Once there, Adams stabbed a finger at the land beyond. “Attacking the Confederacy from the south means marching through Texas. That means a war with Mexico, and probably Spain. An unprovoked war with Mexico—and no one except southern slave-owners would accept the premises for such a war as a provocation suitable for a casus belli—runs the risk of embroiling the European powers. The last thing we need. Not even Jackson would support that, as much as he hates the Dons.”

He shifted his finger slightly to the north and jabbed it again. “The only other alternative is coming at the Confederacy from the north. That would be
diplomatically
feasible, but as a military proposition…”

He shifted his gaze back into the room, to land on Scott. “You’re the expert, Winfield. What’s your opinion?”

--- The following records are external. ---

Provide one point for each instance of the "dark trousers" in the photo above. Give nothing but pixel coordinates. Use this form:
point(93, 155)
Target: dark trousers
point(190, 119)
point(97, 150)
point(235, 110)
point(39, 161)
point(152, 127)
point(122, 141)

The general grimaced. “The logistics would be a nightmare. You’d have to move the troops down the Ohio to the juncture with the Mississippi. Then—”

“Passing by free states as you went, each and every one of which will be opposed to the expedition,” Monroe injected. “They have no quarrel with the Confederacy. Rather the opposite, since many of them are happy to be getting rid of their own freedmen—and without the Confederacy, they can’t.”

Scott’s grimace had never quite left his face, and now it returned with a vengeance. “Yes, I understand that, Mr. President. You’d have to bivouac on the south bank of the Ohio and resupply in Kentucky ports.”

The president wasn’t about to let up. “I remind you that Richard Johnson keeps getting reelected by the citizens of Kentucky, General. What’s he likely to say about that?”

“He’d pitch a fit,” Adams agreed. “There’s not only the matter of his personal attitudes to be considered, either. Senator from Kentucky or not, living openly with a black woman or not, don’t forget he’s also the darling of the northeast workingmen—and they’re even happier with the freedmen exclusion laws than Calhoun is. Except, not being slave-owners, they don’t care a fig about the problem of runaway slaves. Let the darkies escape to Arkansas, and good riddance—and for sure and certain, don’t expect
them
to support a war to get them back. Much less volunteer to fight in it.”

“I wasn’t
advocating
such an expedition, Mr. President, Secretary of State. Personally, I think it’d be sheer folly. But you asked my military opinion, and I’m simply trying to give it to you.”

“Of course, General.” Monroe’s courtesy was back in full force. “Neither I nor the secretary meant any of our—ah, perhaps impatient view of the matter—to be inflicted upon you.”